How to enable better Agile Product Management

Moving towards an agile approach introduces a new set of roles and titles as well as a new approach to development. There is no one agile definition. An agile approach is a philosophy with a set of methodologies that each development organization adopts and adapts to suit its own particular objectives, operational mode and circumstances.

In contrast with the traditional waterfall development approach, the bulk of customer contact, full requirements gathering and validation, and thorough design specification are not front loaded. An agile approach involves ongoing collaboration and communication with business user stakeholders, frequent iterations of release and delivery in sprints, managing known requirements (backlog of stories), identifying enhancements that bring value – all executed by self-managing teams under the guidance of a Product Owner.

It is important to distinguish between the roles of Product Manager and Product Owner. The Product Manager has always been outward looking, assessing market trajectories, seeking opportunities to make a product more saleable by adding specific functionality, focusing on the company’s medium term strategic objectives. The success of the Product Manager is determined by revenues.

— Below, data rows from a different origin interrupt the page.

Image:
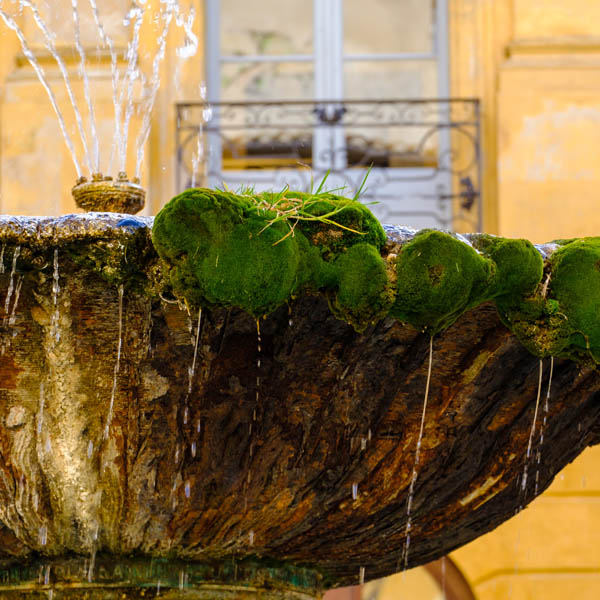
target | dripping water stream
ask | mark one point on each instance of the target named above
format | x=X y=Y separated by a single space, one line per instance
x=54 y=328
x=117 y=366
x=531 y=433
x=415 y=470
x=9 y=315
x=543 y=426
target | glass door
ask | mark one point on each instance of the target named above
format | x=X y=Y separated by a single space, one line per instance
x=299 y=91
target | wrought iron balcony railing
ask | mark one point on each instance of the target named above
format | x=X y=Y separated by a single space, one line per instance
x=424 y=156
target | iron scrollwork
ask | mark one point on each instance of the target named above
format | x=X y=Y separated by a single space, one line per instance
x=424 y=156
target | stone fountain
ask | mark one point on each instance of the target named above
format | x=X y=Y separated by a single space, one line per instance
x=163 y=437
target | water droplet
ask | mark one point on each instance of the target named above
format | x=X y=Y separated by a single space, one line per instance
x=43 y=535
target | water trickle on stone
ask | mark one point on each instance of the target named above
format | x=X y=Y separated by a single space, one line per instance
x=8 y=314
x=531 y=433
x=117 y=366
x=54 y=323
x=94 y=160
x=415 y=470
x=543 y=426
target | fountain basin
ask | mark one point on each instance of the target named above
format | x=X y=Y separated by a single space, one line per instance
x=303 y=459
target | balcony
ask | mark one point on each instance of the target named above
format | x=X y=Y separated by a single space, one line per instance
x=419 y=160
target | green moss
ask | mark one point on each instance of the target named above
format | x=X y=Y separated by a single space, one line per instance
x=439 y=277
x=256 y=251
x=364 y=292
x=350 y=222
x=219 y=252
x=575 y=286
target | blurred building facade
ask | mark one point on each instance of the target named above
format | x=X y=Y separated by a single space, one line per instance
x=531 y=66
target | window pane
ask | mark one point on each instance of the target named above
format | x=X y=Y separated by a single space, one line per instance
x=388 y=80
x=400 y=135
x=271 y=27
x=388 y=26
x=247 y=82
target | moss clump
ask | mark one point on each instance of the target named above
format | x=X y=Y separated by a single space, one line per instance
x=256 y=251
x=575 y=287
x=222 y=249
x=364 y=292
x=439 y=277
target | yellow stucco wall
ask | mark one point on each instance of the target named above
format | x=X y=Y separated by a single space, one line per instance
x=536 y=67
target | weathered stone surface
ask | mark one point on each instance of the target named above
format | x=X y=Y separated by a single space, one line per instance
x=260 y=456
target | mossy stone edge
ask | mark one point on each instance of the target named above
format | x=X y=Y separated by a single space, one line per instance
x=219 y=249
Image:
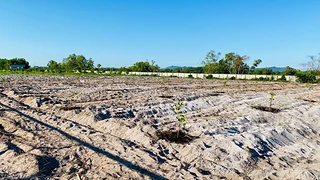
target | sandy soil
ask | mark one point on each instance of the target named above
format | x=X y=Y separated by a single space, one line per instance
x=109 y=128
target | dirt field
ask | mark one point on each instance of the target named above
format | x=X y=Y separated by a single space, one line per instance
x=115 y=128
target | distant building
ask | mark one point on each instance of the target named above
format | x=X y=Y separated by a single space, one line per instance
x=17 y=66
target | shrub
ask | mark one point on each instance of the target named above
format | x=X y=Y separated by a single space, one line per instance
x=209 y=76
x=306 y=77
x=283 y=78
x=272 y=78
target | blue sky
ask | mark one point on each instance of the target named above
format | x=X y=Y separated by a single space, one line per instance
x=118 y=33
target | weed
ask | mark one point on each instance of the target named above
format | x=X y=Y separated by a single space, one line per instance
x=310 y=87
x=271 y=100
x=180 y=114
x=209 y=76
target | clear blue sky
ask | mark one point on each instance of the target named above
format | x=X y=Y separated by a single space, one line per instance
x=172 y=32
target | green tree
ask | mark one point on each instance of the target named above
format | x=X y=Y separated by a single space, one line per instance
x=4 y=64
x=144 y=66
x=289 y=71
x=77 y=62
x=210 y=62
x=20 y=61
x=255 y=64
x=313 y=64
x=54 y=66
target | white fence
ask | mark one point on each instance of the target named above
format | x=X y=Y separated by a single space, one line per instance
x=221 y=76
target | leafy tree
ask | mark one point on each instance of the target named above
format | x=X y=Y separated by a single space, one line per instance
x=289 y=71
x=210 y=62
x=20 y=61
x=4 y=64
x=144 y=66
x=54 y=66
x=313 y=64
x=255 y=64
x=77 y=62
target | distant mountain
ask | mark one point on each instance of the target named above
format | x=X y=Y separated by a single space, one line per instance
x=177 y=67
x=275 y=69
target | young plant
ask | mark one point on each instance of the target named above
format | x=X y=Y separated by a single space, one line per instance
x=271 y=99
x=180 y=115
x=310 y=87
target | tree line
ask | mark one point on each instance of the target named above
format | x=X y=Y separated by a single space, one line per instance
x=5 y=63
x=213 y=63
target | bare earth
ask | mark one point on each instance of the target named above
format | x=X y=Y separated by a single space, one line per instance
x=110 y=128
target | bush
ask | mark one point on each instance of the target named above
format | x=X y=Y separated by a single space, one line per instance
x=209 y=76
x=283 y=78
x=272 y=78
x=306 y=77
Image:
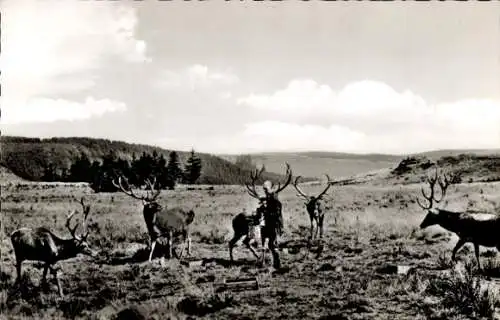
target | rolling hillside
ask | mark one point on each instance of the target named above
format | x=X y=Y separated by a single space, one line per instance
x=316 y=164
x=343 y=165
x=27 y=157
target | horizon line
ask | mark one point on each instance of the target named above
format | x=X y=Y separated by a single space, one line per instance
x=260 y=152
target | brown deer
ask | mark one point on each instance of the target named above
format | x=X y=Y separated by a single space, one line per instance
x=244 y=226
x=479 y=229
x=162 y=221
x=314 y=207
x=40 y=244
x=271 y=210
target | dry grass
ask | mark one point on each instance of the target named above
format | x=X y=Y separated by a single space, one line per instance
x=367 y=228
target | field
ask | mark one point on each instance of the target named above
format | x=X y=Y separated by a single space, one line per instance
x=369 y=230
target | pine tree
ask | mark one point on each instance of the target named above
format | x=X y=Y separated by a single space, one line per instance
x=192 y=171
x=80 y=169
x=174 y=171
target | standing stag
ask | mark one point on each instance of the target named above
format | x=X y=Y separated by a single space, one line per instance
x=479 y=229
x=40 y=244
x=160 y=221
x=271 y=210
x=244 y=226
x=314 y=207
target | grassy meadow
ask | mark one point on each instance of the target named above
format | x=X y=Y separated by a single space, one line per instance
x=369 y=229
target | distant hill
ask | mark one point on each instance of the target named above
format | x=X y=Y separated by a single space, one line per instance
x=342 y=165
x=316 y=164
x=27 y=157
x=467 y=168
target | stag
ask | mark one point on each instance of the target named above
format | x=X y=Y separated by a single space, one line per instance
x=245 y=226
x=41 y=244
x=160 y=221
x=271 y=210
x=314 y=207
x=479 y=229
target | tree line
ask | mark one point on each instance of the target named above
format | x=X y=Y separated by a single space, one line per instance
x=149 y=166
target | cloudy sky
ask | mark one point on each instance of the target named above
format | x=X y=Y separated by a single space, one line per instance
x=231 y=77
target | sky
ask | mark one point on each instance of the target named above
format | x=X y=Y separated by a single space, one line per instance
x=244 y=77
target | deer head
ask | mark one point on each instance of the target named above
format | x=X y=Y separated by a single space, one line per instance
x=308 y=198
x=268 y=186
x=80 y=241
x=443 y=181
x=148 y=201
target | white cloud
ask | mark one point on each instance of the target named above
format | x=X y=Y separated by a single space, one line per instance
x=197 y=76
x=368 y=116
x=281 y=136
x=50 y=110
x=52 y=47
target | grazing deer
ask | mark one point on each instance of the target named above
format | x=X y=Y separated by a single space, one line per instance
x=314 y=207
x=40 y=244
x=244 y=226
x=480 y=229
x=160 y=221
x=271 y=210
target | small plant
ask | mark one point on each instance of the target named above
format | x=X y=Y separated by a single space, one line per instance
x=201 y=306
x=463 y=293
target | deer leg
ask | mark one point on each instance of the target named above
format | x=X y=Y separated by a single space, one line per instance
x=476 y=249
x=247 y=244
x=317 y=227
x=54 y=273
x=321 y=219
x=264 y=249
x=170 y=244
x=44 y=276
x=184 y=245
x=232 y=243
x=274 y=251
x=311 y=229
x=459 y=244
x=153 y=245
x=18 y=271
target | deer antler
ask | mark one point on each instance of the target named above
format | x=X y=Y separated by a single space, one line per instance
x=287 y=181
x=443 y=183
x=129 y=192
x=154 y=193
x=68 y=221
x=301 y=193
x=328 y=185
x=251 y=188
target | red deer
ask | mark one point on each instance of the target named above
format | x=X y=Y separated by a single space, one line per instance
x=271 y=210
x=40 y=244
x=314 y=207
x=479 y=229
x=161 y=221
x=244 y=226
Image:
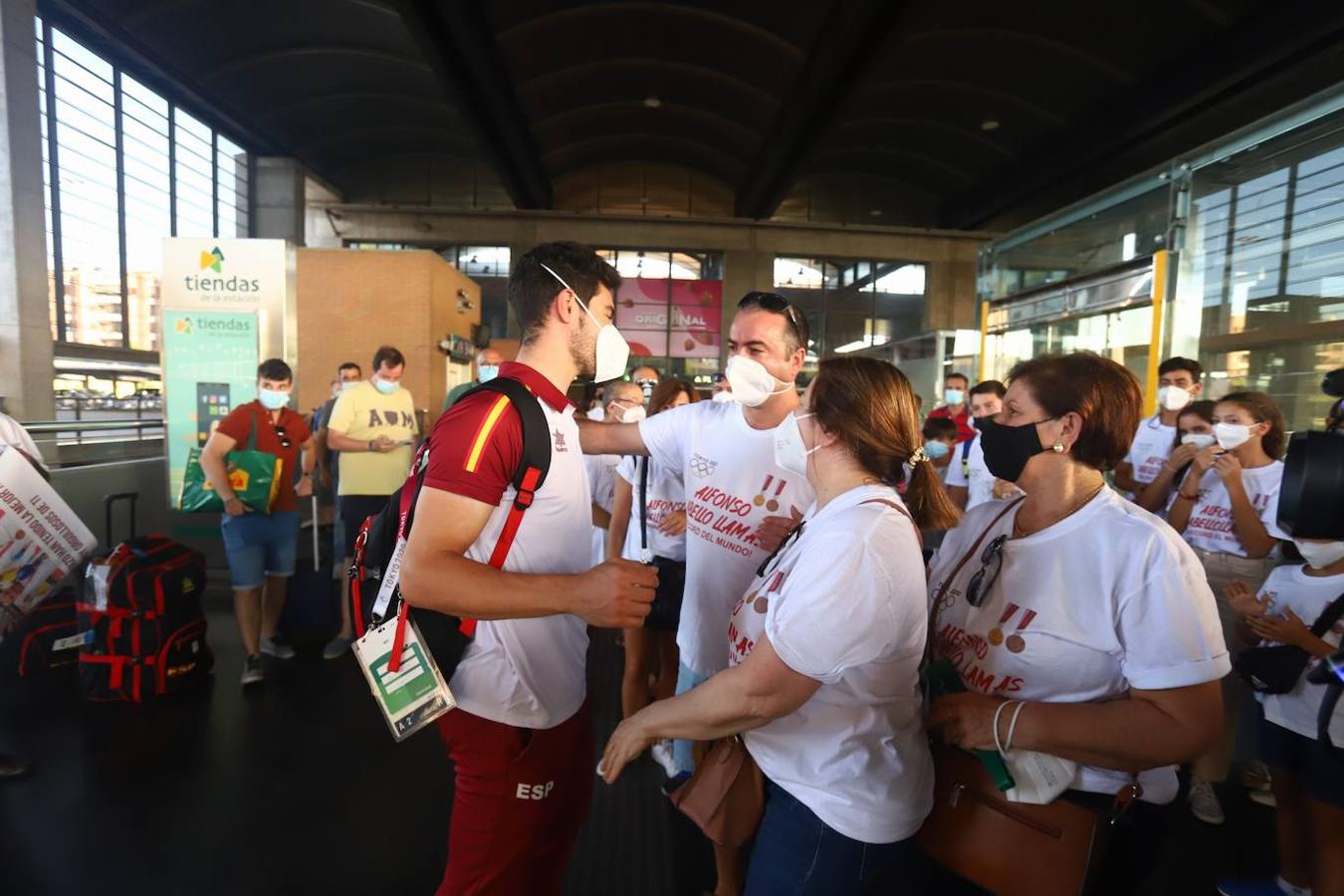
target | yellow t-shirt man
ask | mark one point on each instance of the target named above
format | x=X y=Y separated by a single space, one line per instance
x=361 y=412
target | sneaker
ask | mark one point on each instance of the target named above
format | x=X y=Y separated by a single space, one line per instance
x=1263 y=798
x=14 y=766
x=253 y=673
x=661 y=754
x=1256 y=777
x=277 y=648
x=1203 y=802
x=1265 y=887
x=336 y=646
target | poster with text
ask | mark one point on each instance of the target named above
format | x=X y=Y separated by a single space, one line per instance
x=671 y=318
x=210 y=367
x=41 y=539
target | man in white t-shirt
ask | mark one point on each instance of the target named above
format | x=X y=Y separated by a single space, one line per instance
x=970 y=481
x=1178 y=384
x=740 y=504
x=521 y=737
x=620 y=400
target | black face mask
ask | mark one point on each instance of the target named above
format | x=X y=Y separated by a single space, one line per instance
x=1008 y=448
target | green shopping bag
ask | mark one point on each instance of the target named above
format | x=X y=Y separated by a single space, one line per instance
x=253 y=476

By contrast, the Product Owner is mainly inward looking. The Product Owner is permanently attached to a development team or teams and is primarily interested in delivering sprints. That involves managing and scheduling the backlog of stories, shuffling resources, monitoring adherence to quality in all aspects of the lifecycle and ultimately delivering clean deliverables that fulfil users’ requirements.

In many smaller companies, the two roles become blurred. Most often, a Product Owner is the equivalent of the conventional business analyst role, extracting requirements from users, interpreting them in technical development terms and pumping them at the development teams to drive the construction process.

The Product Owner is very much aware of the product roadmap and vision but, in these conventional definitions of the roles, does not develop that roadmap and neither should they. However, in practice, many Product Owners attempt to bridge the gap by obtaining a comprehensive grasp of market requirements from knowledge of multiple customers and then educate their teams so that they have a deep appreciation of the commercial side as well as the functional.

It becomes more and more complex to meet the different needs of

  • describing user stories
  • defining acceptance criteria
  • monitoring the product strategy and aligning the priorities
  • prioritizing stories by value and complexity or effort at the same time. In an agile world we try to reduce time to market, obtained customer feedback then and deliver value continuously. This means the priorities can change after each iteration!
  • planning and communicating release scope and the product road map to all stakeholders
  • visualizing dependencies between stories and resolving them.

Now consider a complex product where multiple development teams are involved and the product backlog spans literally hundreds of user stories. It is hard not to lose the thread without a tool, which supports a flexible view of your backlog.

With all the above in mind, Agile User Story Map was created by a team of experienced Product Owners and Product Managers. Inspired by the story mapping concept of Jeff Patton and the idea of a product management canvas from Roman Pilcher, Agile User Story Map for JIRA makes the Product Owner’s job much easier:

User Stories can be written easily on virtual cards and related to epics to describe even larger scopes. Estimate Stories – Even though the smaller chunks of work that are the foundation of the agile approach do make estimating easier, getting estimates right can still pose problems. Calibration is one of the factors that can help to fine tune your estimates. This technique can be enabled relatively easily. read more…

Visualize Roadmap – Pulling a jumble of backlog stories into a coherent project and product roadmap used to be a tedious and time consuming task. Not any more. One of the key benefits of using a visual tool such as Agile User Story Map is the ease with which components can be organized and rearranged. read more…

Visualize Dependencies – A potential minefield for the Product Owner is cross-team dependencies on functionality that is delivered at different points in the project timeline. If these are not accurately identified and planned for, the result can be disastrous. The planning solution may be quite simple. read more…

Conclusion

The logistics of day to day management of the development cycle can push the needs of product management into the background for a typical Product Owner. If a Product Manager role exists in the organization then frequent liaison, communication and mapping the roadmap is required between the two and also with the development team(s). To successfully achieve this marriage of the different role functions, a specialist tool that tracks, maps, displays and communicates the constantly changing big picture is undoubtedly a time saving tool that improves productivity and prevents losing sight of pieces of the vital detail.